The AFL extended their rights for just two years. V’landys awarded Foxtel a seven-year extension until 2027, believed to be for an annual payment of $300m.

It was done at a time there was no rival bidder, and he separated pay TV from free-to-air, meaning that when Nine later renewed with the NRL, the owner of this masthead was in a one-horse race.
By contrast, the AFL orchestrated an auction, offering both pay and FTA rights, forcing Seven and Fox into sometimes fierce competition with each other. It also attracted bids from Channels Nine/Stan and Ten/Paramount, producing the competitive tension which forced up the price Seven/Foxtel initially offered and even exceeded the AFL’s own estimations.
AFL boss Gillon McLachlan today.
Furthermore, V’landys agreed to greater COVID discounts to Nine/Foxtel than the AFL conceded. Nine subsequently used the savings to pay $100m over three years to secure the rights to NRL rival, rugby union. Nine also recently announced record profits for its broadcast division.
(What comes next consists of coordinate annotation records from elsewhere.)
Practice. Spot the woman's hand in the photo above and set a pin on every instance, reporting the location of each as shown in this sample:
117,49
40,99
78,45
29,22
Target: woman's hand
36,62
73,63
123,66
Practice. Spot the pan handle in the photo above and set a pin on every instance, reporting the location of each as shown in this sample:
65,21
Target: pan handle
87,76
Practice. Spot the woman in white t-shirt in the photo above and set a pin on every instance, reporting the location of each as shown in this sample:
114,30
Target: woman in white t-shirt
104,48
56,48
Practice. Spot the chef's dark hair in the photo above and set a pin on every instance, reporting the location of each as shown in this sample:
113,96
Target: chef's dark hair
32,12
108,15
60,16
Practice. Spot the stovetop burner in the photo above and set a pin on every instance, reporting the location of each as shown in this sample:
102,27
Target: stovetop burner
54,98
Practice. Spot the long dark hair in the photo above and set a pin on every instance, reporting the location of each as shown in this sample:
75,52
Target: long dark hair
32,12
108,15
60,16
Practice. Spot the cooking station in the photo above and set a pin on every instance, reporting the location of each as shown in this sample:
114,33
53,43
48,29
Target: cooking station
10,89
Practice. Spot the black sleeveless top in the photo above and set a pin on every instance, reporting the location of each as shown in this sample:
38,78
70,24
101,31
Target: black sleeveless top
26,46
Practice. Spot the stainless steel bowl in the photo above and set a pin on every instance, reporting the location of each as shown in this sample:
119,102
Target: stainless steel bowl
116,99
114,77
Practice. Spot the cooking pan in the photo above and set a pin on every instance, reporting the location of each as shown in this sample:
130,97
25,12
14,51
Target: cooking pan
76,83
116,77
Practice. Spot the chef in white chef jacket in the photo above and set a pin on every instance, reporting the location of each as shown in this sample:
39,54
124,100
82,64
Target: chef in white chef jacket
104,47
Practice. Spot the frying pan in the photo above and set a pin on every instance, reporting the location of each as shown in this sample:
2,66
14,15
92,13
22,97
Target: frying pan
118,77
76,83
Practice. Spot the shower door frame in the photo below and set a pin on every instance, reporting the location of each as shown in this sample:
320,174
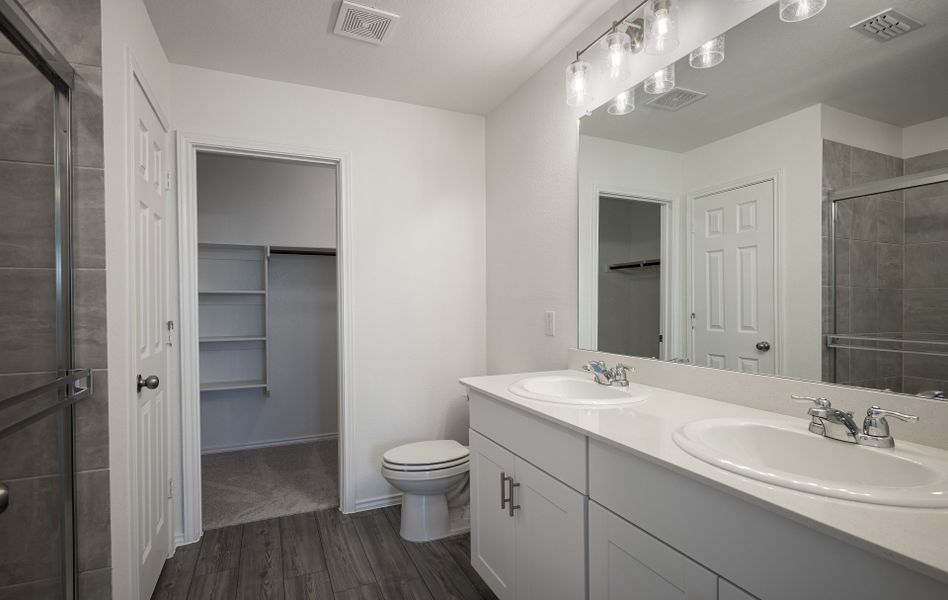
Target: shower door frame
20,29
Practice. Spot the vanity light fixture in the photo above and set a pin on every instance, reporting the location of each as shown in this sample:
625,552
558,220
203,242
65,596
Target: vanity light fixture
661,26
622,104
661,81
707,55
617,46
577,82
792,11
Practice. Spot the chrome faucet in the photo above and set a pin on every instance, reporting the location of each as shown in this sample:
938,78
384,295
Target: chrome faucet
617,376
840,425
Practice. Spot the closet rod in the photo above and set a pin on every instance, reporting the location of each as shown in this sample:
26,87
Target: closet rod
303,251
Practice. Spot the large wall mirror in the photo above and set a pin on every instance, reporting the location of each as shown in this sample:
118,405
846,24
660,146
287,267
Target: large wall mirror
784,211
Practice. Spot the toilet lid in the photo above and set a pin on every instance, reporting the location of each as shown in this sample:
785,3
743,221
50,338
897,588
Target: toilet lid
432,452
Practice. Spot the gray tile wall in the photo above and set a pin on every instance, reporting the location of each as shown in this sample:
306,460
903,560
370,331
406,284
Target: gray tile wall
890,274
869,256
27,300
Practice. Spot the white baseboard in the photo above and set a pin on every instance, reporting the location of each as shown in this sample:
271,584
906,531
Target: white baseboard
378,502
319,437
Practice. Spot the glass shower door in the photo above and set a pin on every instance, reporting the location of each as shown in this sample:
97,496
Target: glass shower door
38,387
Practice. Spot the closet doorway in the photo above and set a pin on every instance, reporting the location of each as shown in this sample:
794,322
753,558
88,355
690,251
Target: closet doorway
262,334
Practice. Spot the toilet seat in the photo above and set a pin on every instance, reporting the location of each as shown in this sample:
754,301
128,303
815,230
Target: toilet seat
431,454
427,467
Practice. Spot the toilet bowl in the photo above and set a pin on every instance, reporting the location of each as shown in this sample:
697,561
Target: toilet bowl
426,473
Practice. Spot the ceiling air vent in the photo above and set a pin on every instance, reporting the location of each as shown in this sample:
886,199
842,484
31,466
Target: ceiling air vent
676,99
886,25
364,23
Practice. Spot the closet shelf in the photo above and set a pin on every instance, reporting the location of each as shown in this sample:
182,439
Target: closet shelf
232,338
221,386
635,264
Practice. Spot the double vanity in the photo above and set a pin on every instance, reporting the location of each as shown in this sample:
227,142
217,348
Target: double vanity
582,489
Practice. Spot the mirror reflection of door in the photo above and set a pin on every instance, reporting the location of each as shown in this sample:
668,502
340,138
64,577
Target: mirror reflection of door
733,256
630,276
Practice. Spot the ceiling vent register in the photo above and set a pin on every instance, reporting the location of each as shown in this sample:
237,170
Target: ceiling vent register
364,23
887,25
676,99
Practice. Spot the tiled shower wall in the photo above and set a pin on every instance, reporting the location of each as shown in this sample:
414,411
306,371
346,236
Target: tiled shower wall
29,529
887,270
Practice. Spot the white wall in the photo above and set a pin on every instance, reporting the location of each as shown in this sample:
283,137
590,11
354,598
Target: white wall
418,221
532,217
259,201
125,27
792,146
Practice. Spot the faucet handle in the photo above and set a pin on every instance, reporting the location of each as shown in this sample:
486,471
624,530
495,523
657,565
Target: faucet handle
820,402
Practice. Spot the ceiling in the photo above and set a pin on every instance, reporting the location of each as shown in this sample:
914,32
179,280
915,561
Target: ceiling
463,55
772,69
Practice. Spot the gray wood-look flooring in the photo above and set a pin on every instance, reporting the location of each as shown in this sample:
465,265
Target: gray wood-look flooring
322,555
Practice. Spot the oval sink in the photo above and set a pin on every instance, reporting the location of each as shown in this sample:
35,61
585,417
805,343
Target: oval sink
788,455
565,389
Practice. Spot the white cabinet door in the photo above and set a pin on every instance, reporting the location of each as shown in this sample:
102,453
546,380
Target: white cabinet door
625,563
550,524
493,534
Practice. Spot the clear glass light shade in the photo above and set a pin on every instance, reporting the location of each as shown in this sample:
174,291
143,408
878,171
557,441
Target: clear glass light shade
622,104
792,11
577,83
661,81
708,54
617,56
661,26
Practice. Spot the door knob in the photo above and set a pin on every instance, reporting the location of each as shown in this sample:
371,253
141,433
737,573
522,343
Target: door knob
151,382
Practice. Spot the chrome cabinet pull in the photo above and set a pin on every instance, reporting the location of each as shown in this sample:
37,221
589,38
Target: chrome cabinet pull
512,507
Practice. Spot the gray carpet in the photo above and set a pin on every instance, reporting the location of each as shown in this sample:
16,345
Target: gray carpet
253,485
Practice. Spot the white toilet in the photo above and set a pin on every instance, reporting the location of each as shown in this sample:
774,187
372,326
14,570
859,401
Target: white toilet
427,473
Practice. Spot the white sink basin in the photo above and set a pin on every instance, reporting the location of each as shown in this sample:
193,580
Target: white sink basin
788,455
565,389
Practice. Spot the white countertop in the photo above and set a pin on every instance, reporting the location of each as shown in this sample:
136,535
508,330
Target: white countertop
914,537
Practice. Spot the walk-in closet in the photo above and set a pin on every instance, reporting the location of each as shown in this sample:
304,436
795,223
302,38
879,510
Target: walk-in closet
267,311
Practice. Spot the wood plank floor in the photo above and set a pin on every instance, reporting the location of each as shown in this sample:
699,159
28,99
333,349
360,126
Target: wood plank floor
322,555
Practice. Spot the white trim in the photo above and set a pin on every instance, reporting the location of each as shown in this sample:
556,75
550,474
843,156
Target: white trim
305,439
777,178
378,502
188,146
119,221
589,263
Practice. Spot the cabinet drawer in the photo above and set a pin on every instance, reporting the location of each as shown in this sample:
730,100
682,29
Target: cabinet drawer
559,451
626,563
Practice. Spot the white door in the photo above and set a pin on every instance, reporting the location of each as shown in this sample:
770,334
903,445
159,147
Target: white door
150,313
551,563
493,535
733,279
625,563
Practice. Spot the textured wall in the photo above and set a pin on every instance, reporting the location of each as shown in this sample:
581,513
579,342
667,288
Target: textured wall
26,274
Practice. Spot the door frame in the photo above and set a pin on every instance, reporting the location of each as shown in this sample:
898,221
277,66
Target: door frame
776,177
589,264
188,145
123,456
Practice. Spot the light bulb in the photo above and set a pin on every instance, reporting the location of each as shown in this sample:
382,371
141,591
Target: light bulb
622,104
708,54
661,26
661,81
792,11
618,50
577,86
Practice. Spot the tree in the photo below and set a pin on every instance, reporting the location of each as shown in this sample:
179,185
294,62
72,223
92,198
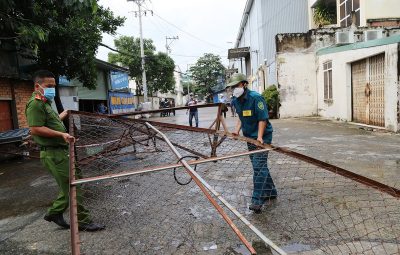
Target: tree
64,34
159,66
206,72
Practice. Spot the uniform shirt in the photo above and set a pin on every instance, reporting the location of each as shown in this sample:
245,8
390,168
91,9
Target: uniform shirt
252,108
191,103
39,113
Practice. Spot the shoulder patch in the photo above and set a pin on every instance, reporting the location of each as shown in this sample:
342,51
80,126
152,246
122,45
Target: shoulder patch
260,105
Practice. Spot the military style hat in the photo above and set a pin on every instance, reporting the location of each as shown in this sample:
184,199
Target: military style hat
236,78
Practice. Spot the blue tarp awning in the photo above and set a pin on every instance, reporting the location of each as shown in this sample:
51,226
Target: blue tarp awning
15,135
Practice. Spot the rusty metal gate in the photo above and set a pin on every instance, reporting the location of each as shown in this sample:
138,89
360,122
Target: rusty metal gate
368,81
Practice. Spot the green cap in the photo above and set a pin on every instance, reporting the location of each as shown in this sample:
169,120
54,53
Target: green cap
236,78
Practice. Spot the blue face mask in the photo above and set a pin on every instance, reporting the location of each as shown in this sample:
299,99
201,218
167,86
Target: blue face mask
49,93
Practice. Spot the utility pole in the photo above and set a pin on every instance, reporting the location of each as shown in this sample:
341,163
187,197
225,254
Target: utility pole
139,13
167,46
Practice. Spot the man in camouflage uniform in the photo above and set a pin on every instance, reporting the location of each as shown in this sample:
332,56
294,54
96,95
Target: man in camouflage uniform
49,132
254,122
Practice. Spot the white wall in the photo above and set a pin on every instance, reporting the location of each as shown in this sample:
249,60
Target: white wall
376,9
296,78
341,107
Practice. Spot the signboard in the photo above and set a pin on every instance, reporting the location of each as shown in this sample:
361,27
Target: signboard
238,52
120,102
62,80
119,80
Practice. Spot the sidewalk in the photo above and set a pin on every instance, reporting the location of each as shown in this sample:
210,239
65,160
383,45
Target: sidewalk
373,154
26,189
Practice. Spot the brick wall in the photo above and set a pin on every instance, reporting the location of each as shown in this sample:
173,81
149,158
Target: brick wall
5,89
23,91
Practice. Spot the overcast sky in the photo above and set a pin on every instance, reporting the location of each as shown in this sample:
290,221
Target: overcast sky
203,26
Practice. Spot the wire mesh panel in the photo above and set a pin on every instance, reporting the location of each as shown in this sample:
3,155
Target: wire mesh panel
132,181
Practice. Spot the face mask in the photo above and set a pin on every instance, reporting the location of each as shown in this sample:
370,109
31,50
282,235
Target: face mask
237,92
49,93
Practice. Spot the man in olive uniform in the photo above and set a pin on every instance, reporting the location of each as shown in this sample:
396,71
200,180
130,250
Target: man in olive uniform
49,132
253,120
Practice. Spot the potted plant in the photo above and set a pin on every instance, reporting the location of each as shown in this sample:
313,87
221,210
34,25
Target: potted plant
271,96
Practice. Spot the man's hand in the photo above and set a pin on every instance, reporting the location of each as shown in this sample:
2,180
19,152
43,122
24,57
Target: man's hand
63,115
68,138
235,132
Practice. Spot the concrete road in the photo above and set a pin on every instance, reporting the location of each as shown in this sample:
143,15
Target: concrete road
26,189
371,153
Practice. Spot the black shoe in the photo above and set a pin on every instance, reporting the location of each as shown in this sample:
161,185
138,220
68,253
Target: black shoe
58,219
270,198
255,208
91,227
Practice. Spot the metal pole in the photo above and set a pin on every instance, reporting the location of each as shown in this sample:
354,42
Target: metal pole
139,3
73,205
201,183
199,179
164,167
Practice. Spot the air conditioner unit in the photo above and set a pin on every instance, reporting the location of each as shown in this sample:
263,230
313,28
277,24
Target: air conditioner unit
372,35
344,37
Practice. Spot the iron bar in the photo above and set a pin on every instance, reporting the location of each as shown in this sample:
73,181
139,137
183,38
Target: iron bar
20,154
164,167
73,207
201,183
118,115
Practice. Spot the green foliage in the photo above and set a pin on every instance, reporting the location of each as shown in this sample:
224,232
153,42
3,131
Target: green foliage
159,66
65,33
324,14
206,72
271,96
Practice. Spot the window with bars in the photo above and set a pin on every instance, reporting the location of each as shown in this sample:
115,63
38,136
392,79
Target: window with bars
327,80
346,7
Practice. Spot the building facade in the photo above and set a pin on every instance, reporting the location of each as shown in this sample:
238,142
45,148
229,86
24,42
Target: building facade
356,79
254,50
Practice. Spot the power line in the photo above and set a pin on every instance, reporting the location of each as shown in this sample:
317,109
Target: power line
118,51
189,34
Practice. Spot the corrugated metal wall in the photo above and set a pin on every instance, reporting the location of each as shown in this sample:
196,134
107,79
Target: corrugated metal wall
266,19
281,16
100,93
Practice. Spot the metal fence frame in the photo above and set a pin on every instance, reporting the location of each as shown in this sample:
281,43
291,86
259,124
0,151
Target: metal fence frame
216,137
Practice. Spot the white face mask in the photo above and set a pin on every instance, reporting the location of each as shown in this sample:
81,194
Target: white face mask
237,92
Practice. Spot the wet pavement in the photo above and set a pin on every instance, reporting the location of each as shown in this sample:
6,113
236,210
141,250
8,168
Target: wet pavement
26,190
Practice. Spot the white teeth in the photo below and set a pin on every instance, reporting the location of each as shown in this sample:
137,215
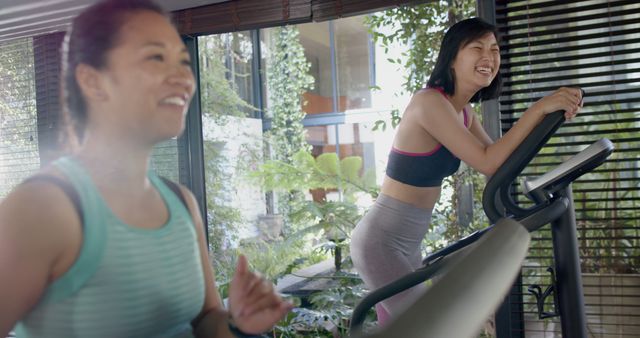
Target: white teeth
175,100
486,70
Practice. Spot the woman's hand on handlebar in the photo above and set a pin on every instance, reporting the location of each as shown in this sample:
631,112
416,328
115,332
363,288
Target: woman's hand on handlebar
565,98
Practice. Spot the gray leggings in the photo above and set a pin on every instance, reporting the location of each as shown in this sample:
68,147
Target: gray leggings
385,245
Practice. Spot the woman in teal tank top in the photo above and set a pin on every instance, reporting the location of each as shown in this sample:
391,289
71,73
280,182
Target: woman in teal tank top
108,249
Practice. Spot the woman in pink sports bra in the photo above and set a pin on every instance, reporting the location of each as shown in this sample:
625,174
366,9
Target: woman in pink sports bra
438,130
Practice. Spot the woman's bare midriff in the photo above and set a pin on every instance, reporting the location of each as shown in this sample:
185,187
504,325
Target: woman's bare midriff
421,197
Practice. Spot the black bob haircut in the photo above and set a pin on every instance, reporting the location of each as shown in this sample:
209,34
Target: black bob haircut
458,36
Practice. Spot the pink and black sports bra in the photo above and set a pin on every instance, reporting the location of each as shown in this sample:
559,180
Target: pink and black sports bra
423,169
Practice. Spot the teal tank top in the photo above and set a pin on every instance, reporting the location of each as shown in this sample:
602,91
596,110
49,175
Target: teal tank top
126,281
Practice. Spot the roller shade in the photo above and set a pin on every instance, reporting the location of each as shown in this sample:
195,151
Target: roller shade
593,45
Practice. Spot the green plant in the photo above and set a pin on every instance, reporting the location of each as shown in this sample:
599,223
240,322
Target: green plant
287,79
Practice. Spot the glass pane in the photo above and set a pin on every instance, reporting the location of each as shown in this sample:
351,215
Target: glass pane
232,142
226,83
353,60
164,159
18,123
354,139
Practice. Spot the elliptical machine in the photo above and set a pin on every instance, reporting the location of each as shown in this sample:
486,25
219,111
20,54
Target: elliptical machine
553,203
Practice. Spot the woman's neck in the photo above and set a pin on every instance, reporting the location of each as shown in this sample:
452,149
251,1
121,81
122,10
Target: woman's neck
461,98
115,161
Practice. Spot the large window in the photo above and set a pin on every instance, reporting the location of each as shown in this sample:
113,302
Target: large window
320,78
18,122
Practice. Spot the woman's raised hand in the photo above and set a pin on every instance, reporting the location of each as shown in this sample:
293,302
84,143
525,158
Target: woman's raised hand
254,305
568,99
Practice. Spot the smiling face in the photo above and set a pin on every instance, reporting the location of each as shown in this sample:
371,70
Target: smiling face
147,83
477,63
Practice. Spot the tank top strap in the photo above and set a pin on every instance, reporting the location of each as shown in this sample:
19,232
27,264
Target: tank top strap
93,232
466,119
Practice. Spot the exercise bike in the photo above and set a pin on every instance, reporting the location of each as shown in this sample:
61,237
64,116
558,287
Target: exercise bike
477,271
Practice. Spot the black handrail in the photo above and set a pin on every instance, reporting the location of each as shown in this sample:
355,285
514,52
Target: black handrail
497,194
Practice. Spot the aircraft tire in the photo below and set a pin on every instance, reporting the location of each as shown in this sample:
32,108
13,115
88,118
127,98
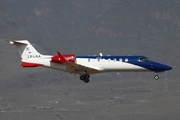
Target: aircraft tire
156,77
82,77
The NRL also effectively surrendered their digital platform to Nine/Foxtel, dismantling their only point of future leverage with broadcasters.
However, in an age of transparency, there is a crucial point of difference between the AFL and NRL. The AFL declare their TV contracts (albeit with add-ons), while the NRL have not disclosed broadcast income in audited accounts since V’landys made his exclusive deal with Foxtel back in the days when a coffee cost $4.
 

Colk

First Grade
Messages
6,750
Peter vlandys is the best administrator In the country

it’s why gill the dill left early

if the afl was smart the 2 or 3 million they pay gill they should offer to vlandys

Maybe we could give him away for free, although I would open to suitable trades. Maybe a coffee table and some office equipment.
 

Colk

First Grade
Messages
6,750
Although I will say that is an interesting option. Maybe give them some of our administrators and they can give us some of theirs. Might make up some of the difference
 

Chief_Chujo

First Grade
Messages
8,131
Why would you sign an extension with an organisation when there is no pressure to do so? Why wouldn’t you put everything out to tender at once? For the supposed ‘best sports administrator in the country’ that is incredibly negligent. My infant nephew wouldn’t do that.
I'm starting to think its a bit like how Trump use to be touted as a great negotiator. But when the real players sit down with him they're gob smacked at what a simpleton he is and quietly work to get everything they want while making him feel special.

Incompetence or intent. He gots to go.